Kichamani has his own reasons to think that the remedy for corruption is not anti corruption, but corruption itself. He believes in his experiences that he got since his childhood working with the bribery machinery in various offices. His immediate core group includes Ginnah, Bahuleyan, Udhayabhanu & Gopi. Devanarayanan, popularly called as Devanji, a shrewd politician, who treats politics as a part of his illegal business. Devanarayanan is hell bent on clearing of the machinery of Kichamani for a variety of reasons as Kichamani extends unlimited support to Bahuleyan, his opponent in the party and as Kichamani is the one solely responsible for sending Devan's brother to jail.
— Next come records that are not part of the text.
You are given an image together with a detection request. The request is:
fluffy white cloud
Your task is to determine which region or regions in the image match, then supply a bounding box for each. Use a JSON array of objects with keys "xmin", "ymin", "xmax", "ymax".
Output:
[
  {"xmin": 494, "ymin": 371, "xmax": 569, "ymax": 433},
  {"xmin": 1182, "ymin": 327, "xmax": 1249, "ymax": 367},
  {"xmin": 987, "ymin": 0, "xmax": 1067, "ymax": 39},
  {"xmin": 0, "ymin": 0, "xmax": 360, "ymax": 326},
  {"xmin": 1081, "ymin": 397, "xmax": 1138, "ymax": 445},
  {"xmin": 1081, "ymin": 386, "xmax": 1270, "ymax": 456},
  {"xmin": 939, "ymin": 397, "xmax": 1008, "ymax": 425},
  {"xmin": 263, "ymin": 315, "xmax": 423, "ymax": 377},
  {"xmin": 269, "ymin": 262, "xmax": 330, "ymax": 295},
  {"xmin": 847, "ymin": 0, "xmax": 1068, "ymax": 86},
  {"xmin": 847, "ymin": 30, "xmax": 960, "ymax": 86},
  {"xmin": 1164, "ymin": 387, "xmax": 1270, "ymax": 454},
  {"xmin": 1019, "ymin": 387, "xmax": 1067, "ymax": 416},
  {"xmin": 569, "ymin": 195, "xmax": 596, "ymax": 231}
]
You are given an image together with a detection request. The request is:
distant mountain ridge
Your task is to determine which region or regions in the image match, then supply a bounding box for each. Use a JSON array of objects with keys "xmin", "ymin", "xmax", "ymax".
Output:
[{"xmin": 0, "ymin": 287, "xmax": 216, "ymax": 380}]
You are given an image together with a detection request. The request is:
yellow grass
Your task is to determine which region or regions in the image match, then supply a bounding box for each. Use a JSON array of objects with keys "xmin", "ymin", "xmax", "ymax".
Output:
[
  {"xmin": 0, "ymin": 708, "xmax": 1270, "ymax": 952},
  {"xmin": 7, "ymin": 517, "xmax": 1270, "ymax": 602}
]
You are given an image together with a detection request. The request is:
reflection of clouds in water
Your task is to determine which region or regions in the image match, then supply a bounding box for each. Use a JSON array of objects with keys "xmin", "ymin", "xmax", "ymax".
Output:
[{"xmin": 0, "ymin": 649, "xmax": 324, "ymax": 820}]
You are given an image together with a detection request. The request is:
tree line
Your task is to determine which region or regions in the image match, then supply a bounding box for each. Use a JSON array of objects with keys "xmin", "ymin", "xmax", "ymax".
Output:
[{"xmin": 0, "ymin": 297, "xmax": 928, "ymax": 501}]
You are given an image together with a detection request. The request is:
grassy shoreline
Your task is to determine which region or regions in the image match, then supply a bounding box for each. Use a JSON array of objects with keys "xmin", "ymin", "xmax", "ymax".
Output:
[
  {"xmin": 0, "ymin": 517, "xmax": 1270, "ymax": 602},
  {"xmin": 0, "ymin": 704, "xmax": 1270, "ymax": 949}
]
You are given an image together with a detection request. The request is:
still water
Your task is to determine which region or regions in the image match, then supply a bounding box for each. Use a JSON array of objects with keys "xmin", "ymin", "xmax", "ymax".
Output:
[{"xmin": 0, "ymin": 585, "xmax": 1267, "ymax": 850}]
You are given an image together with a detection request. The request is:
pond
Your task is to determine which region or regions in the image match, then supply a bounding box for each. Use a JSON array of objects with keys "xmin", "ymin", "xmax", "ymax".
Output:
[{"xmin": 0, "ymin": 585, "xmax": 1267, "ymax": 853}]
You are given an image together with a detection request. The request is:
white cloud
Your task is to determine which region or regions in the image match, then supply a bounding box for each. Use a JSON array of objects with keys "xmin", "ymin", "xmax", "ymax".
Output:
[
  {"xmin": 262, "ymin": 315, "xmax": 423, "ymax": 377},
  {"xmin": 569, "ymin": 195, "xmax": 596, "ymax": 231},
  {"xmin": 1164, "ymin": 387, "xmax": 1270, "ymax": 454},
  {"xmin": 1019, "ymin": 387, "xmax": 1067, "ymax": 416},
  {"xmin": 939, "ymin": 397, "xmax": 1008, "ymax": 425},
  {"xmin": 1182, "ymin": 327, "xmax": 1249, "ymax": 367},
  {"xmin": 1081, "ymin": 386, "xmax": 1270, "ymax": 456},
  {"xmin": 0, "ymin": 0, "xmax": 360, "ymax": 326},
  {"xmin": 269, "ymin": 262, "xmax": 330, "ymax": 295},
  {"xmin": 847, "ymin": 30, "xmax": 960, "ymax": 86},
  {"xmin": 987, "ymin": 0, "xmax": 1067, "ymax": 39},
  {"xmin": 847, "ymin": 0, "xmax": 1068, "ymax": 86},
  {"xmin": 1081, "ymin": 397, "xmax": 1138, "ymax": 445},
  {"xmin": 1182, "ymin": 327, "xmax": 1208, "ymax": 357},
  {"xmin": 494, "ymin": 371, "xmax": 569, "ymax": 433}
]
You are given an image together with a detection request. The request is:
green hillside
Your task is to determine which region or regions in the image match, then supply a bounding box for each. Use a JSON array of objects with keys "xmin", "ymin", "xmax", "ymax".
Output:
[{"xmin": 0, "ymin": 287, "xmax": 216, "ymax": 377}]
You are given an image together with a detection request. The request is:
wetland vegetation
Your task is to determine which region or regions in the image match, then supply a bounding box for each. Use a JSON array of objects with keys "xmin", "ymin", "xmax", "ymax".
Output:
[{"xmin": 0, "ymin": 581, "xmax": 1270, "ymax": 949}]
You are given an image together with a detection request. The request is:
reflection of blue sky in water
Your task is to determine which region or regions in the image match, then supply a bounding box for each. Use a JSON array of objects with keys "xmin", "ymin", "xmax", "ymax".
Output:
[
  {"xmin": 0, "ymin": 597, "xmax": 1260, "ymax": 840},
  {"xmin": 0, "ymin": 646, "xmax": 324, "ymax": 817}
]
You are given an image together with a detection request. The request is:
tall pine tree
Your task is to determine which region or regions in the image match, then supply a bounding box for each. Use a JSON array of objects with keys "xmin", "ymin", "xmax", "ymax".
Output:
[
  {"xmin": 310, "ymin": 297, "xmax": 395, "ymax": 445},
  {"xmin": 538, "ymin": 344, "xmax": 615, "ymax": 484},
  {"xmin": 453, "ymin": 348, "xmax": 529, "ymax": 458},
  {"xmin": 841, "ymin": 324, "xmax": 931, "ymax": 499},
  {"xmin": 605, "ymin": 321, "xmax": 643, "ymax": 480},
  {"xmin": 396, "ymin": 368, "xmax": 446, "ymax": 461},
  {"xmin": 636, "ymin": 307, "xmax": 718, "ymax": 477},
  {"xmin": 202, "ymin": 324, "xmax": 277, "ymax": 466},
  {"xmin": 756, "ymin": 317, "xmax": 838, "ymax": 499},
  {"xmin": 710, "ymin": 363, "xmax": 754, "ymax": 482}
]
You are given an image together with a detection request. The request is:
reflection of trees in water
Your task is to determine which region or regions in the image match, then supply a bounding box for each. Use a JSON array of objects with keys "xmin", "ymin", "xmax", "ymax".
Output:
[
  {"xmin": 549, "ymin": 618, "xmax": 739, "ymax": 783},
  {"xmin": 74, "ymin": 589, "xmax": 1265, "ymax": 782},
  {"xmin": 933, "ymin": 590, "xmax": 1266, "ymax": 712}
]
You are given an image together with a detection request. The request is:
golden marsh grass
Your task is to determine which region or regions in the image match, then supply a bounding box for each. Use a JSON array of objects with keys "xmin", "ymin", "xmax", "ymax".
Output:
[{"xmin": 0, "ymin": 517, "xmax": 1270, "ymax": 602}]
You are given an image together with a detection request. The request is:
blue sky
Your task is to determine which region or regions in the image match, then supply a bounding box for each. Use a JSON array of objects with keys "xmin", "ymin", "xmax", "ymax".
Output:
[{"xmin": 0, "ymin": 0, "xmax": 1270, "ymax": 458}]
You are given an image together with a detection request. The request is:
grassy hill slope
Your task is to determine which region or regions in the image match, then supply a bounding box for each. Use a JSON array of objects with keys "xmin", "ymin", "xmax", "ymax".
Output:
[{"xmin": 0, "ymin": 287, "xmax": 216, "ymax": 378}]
Into this turmoil arrives Shivani Menon, an award-winning documentary maker from Delhi, with her crew composing of manager Chempakaraman and cameraman Sajan. As they are soon embroiled in probing on the illegal land acquisition by paradise group headed by Devanji, and plan to make a documentary on that, they fall into danger. Kichamani saves them and give them a shelter in his house. The essential love angle in the film is created by Sajan and Kichamani's sister Kalyani. The film progresses in the unending fights between Kichamani and Devanarayanan who strives for more power. The villain gathers every point to fight with Kichamani, which proves to be singular plot of the film.